Honeycomb Vanilla Ice Cream

Prep Time 15 minutes
Cook Time 50 minutes
Course Dessert
Servings 8

Ingredients
  

Honeycomb

  • 100 g white sugar ($0.253)
  • 2 tbsp honey ($0.30)
  • 1 tsp baking soda ($0.057)

Vanilla Ice Cream

  • 300 ml whipping cream ($3)
  • 300 ml 300 ml milk ($0.877)
  • 60 g 60 g sugar ($0.152)
  • 1 tsp vanilla bean paste ($0.796)
  • 5 large egg yolks ($0.50)

Instructions
 

Honeycomb

  • Melt sugar and honey in a saucepot, preferrably a light-coloured one so you can monitor the colour. The mixture will start to bubble and brown. Stir constantly using a wooden or silicone spatula.
  • Once the sugar syrup has turned a deep amber (caramel) hue, turn off the fire, add baking soda and stir the mixture until even. It will foam up and double in size, so do use a big pot. It is important to add the baking soda at the correct stage (hard crack stage - around 150°C). so that the resulting honeycomb will be brittle and crunchy instead of soft and sticky.
  • Pour the mixture into a tin lined with greaseproof paper, and allow mixture to cool and harden for at least 20 minutes.
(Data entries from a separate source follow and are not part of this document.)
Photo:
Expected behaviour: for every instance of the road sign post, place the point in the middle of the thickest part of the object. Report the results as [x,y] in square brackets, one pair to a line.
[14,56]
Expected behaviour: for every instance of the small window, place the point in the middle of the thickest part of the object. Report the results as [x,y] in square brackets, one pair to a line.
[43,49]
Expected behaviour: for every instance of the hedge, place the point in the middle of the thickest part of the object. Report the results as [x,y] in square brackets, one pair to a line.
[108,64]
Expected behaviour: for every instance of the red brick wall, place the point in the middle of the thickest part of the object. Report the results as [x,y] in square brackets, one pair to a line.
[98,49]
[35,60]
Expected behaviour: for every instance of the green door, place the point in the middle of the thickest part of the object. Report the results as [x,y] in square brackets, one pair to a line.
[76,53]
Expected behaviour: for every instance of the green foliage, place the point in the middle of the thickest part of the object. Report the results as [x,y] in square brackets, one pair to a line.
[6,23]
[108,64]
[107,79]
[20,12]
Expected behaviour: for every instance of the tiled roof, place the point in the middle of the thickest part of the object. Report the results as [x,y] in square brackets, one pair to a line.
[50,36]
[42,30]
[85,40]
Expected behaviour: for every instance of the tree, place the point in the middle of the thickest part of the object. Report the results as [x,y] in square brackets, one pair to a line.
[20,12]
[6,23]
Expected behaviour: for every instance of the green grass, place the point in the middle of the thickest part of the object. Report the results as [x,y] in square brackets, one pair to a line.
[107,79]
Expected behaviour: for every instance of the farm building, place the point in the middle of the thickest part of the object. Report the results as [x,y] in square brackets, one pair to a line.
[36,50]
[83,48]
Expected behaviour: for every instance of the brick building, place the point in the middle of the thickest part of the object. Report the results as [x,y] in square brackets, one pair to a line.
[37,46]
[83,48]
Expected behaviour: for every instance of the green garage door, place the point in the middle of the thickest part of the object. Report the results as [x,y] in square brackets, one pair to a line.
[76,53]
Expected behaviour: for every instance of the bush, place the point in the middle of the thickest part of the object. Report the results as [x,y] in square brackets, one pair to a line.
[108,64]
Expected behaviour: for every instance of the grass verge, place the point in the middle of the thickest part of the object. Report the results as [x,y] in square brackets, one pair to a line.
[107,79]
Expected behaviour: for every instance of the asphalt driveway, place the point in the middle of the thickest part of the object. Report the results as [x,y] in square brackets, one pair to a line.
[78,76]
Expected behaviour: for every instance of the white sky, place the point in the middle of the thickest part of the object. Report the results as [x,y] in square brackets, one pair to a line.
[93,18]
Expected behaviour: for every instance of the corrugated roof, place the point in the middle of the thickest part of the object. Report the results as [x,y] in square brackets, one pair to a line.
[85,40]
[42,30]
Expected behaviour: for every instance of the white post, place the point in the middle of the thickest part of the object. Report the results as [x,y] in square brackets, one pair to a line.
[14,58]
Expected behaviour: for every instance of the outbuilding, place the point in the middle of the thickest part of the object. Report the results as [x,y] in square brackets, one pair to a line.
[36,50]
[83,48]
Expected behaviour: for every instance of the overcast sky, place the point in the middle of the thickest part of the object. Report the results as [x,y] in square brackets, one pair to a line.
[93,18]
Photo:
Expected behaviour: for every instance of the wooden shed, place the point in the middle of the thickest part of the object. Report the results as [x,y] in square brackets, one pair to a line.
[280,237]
Crack the honeycomb into bite size pieces once cool, then store in an air-tight container to prevent honeycomb from becoming sticky.

Vanilla Ice Cream

  • Put the bowl of the ice cream machine into the freezer overnight prior to making the ice cream, or preferrably for 24 hours.
  • The next day, boil cream, milk, half of the sugar (30g), and vanilla paste in a saucepot until bubbles start to break the surface. Turn off the heat. The temperature should be around 80°C here.
  • Meanwhile, beat the egg yolks and remaining half of the sugar until pale.
  • Gradually add a small amount of the cream and milk mixture into the egg yolk mixture to temper the egg yolks (to slowly warm up the egg yolks, preventing them from coagulating). Pour this mixture back into the pot, and cook over low heat for a few minutes until mixture becomes thick enough to coat the back of a spoon. The temperature should be around 70-75°C here.
  • Strain the mixture into a bowl that is put into an ice water bath. Once the mixture has cooled, put in the refrigerator for at least 1-2 hours before putting into the ice cream machine. If your ice cream machine is a very powerful one, you don't have to refrigerate your mixture.
  • Take the bowl out of the freezer and place it into the ice cream machine. Pour the mixture into the bowl and turn on the ice cream machine to churn the mixture for about 20 minutes, until the liquid mixture becomes ice cream. Add some honeycomb pieces into the mixture at around the 15-minute mark (for the flavour to infuse into the ice cream), and some more at the 19-minute mark (so that you still have bite-size pieces of honeycomb).
  • Scoop the ice cream out of the ice cream machine and into a container, and keep in the freezer for at least a few hours before eating. The ice cream will be harder if frozen overnight.